– Мы не уйдем, – тихо сказал он, и слова эти дались ему нелегко.
– Что?! – почти завизжал Сопливый.
– Мы останемся и дадим бой, – продолжал Шурпан.
– Но… Но это же безумие… – прошептала Зубатка. – Нас сметут, как мусор веником.
– Не сметут, если грамотно организовать оборону, – ответил Шурпан.
– Но зачем?! – воскликнул Сопливый. Шурпан вздохнул, готовясь объяснить, но за него это сделал Слепец:
– Чтобы задержать их. Пока они будут разбираться с нами, у Кардана появится лишний денек-другой, чтобы перегруппироваться и приготовиться к обороне. Иначе у него нет шансов. Верно я говорю, Шурпан?
Шурпан кивнул, зная, что Слепец, несмотря на слепоту, почувствует его жест.
– Ты предлагаешь всем нам умереть здесь, ради… ради… – заблеял Сопливый, и Шурпан оборвал его:
– Я никого не держу. Все, кто хочет уйти, могут встать и сделать это прямо сейчас.
Никто не шелохнулся. Один из Трех Толстяков дернулся было, но два других удержали его. Наконец и Сопливый вернулся, усевшись в круг.
– Это бред, но я с вами, – дрожащим голосом прошептал он.
– Есть только одно «но», дорогуша, – сказала Зубатка, вытаскивая сигарету из найденной Шурпаном пачки. – Они могут просто обойти нас и двинуть дальше. Что заставит их задержаться здесь?
– Клондайк, – загадочно прошептал Шурпан.

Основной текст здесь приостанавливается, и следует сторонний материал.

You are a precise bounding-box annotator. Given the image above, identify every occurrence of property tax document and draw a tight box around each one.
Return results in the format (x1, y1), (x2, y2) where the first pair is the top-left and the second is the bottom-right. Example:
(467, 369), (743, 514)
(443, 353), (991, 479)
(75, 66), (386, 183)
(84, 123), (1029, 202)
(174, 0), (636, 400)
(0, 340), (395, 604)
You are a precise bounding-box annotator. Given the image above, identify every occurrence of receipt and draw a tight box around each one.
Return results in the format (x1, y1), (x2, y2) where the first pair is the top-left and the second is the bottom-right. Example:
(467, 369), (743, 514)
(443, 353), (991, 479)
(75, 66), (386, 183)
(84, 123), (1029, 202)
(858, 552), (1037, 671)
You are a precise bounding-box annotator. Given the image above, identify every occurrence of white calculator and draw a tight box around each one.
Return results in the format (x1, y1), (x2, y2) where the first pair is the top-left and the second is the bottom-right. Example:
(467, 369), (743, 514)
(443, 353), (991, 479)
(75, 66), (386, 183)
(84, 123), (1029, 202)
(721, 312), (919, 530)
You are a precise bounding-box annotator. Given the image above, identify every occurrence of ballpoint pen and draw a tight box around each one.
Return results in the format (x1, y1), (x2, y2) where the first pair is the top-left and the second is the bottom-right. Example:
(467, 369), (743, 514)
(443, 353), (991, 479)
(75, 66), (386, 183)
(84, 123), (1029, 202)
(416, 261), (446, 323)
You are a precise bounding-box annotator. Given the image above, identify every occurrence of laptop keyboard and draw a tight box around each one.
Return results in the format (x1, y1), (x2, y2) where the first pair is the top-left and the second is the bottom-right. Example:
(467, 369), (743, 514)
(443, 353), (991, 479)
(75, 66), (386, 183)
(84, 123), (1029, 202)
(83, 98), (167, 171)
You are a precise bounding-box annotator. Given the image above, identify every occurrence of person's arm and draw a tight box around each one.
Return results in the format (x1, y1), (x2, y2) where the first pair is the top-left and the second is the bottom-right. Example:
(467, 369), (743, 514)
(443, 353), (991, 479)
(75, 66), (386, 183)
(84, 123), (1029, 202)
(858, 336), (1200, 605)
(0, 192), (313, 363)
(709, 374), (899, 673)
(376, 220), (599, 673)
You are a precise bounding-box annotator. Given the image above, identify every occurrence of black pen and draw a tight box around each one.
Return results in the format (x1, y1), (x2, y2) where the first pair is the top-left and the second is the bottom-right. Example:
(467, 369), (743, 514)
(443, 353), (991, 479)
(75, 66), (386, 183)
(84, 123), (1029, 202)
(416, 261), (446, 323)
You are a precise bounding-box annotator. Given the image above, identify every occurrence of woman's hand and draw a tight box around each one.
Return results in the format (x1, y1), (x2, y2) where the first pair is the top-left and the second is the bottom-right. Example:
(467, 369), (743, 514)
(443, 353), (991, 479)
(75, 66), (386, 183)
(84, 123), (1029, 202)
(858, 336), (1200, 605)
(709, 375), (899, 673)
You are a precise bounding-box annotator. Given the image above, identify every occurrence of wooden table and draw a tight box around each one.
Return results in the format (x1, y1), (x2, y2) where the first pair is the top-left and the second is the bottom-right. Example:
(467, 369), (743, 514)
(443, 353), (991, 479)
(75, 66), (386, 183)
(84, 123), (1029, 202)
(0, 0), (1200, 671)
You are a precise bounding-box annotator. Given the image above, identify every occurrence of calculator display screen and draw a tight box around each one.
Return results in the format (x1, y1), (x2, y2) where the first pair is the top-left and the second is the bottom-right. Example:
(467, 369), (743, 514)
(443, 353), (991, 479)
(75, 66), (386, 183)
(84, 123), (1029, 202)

Через час Кабан сел на свой мотоцикл и, обматерив их всех до пятого колена, с ревом умчался в темноту. Но перед тем как выпустить его, Шурпан, старательно изображая легкое подпитие и хвастовство, будто бы невзначай продемонстрировал байкеру забитый бочками склад топлива. Он даже пнул одну из полных бочек, чтобы гулкий звук убедил байкера: перед ним – настоящий топливный Клондайк.
Даже в темноте было видно, как загорелись глаза Кабана.
– Теперь он доложит о солярке своему генералиссимусу, – усмехнулся Шурпан, провожая взглядом мотоциклиста.
– Но бочки ведь пустые… – сказал Сопливый, неуклюже затягиваясь сигаретой.
– Да, пустые, – кивнул Шурпан. – Но им об этом знать ни к чему.
Отряд Жнеца появился на рассвете, возвестив о своем прибытии гулом и ревом, будто огромный рой насекомых. Десятки мотоциклов, легковушки и БТР расползлись по пространству перед заправкой. Пестро разодетое в обноски военной формы, клепаные кожанки и всевозможную рвань вплоть до звериных шкур воинство Жнеца высыпало из машин и начало полумесяцем окружать заброшенную АЗС. На опушке леса кучка байкеров принялась разворачивать минометы.
Заправка ответила им тишиной.
Сквозь расступившихся бойцов, как Иисус через море, проехал тот, перед кем стоявшие рядом каганатовцы тут же упали на колени. Огромный, блестящий множеством хромированных ребер, напоминающий скелет первобытного ящера мотоцикл Жнеца глухо ревел, изрыгая дым из двух изогнутых труб. Выехав вперед, Жнец заглушил мотор. На ремне покачивались серпы, покрытые бурым налетом запекшейся крови.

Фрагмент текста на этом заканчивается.